One morning in mid-September when I coaxed my 9-year-old awake, and she resisted as usual, I spoke, unthinkingly, with mock sternness.

“Catherine,” I said, “little girls have to go to school!”

“Not everywhere, Mummy,” she answered. “In that country America’s going to bomb they’re not even allowed to go.” And she snuggled back under the covers, confident in a point well scored.

So I focus on that and hope for an outcome where all little girls must trundle off to school, where bombs do not lurk in suitcases, nor under bus seats, nor in litter bins, and neither do they fall from the sky.

7 Comments »

  1. I too want to live in a world where we don’t have to worry about being bombed but it’s not the case anymore. That’s exactly the reason I feel we have to fight to keep that out of America. Rolling over and letting them kick us isn’t the answer. I’m sure everyone would love all the world leaders to sit down and have a nice chat and agree to disagree but we all know that isn’t possible when you’re dealing with people such as killed so many innocent on 9/11. My daddy fought in WWII and I’m proud that what he did allows me to remain free and write what I want and think what I want. I’m also proud of the ones who have fought since and they are why I’m proud to be an American.

    Comment by Midlife Slices™ — September 11, 2008 @ 9:25 am

  2. I don’t know if it’s because the Brits have had to live with terrorism or that the placid acceptance is part of their DNA. It used to drive me crazy that the answer to every problem it seemed was: “We lived through the Battle of Britain; we’ll live through this.” I could go into an entire dissertation on this (I feel it coming; you don’t wanna hear it), but suffice to say that I think that Britain wouldn’t have lost the Empire if they stopped accepting so much. So maybe it’s a good thing for the rest of us!

    Comment by ByJane — September 11, 2008 @ 11:28 am

  3. I’m proud (and grateful) to be an American too. One thing that has changed since I wrote this article is the growth in homegrown Islamic terrorism in the UK. So far it seems to me that America hasn’t caught that disease and I expect it is at least in part because of a love of country that is so strongly cultivated in the USA.
    Jane, I think you are rather hard on the Brits, though!

    Comment by Duchess — September 11, 2008 @ 1:23 pm

  4. On 9/11, I was back in the US for about a year after having lived in Israel for the previous 20 years (more or less). It saddened me that terrorism had come here; that the “naivete” of Americans had be violated; that there was no place free of the venom of evil.

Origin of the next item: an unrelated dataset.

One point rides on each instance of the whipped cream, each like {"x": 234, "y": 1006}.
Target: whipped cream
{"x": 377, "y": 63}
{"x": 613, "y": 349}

    Comment by Laura — September 12, 2008 @ 1:02 pm

  5. Just to say that I am proud to be British, and Jane is far too simplistic. I was very sad and shocked on 9/11 too.

    Comment by Janet — September 13, 2008 @ 7:25 am

  6. I’m proud to be British as well as American. On the whole Brits wear their patriotism more quietly — and their kind of tolerance is something Yanks could learn from. The home grown terrorism that has arisen there since 9/11 is as shocking to ordinary Brits as it would be to most Americans.

    Comment by Duchess — September 13, 2008 @ 9:49 am

  7. I am also proud to be an American. Our country stands for freedom and liberty and it frightens me when we are threatened, and Americans lives are at stake at the hands of those who do not have liberty. 911 was so scary, we will always mourn this tragic today. Thanks for this memorable post.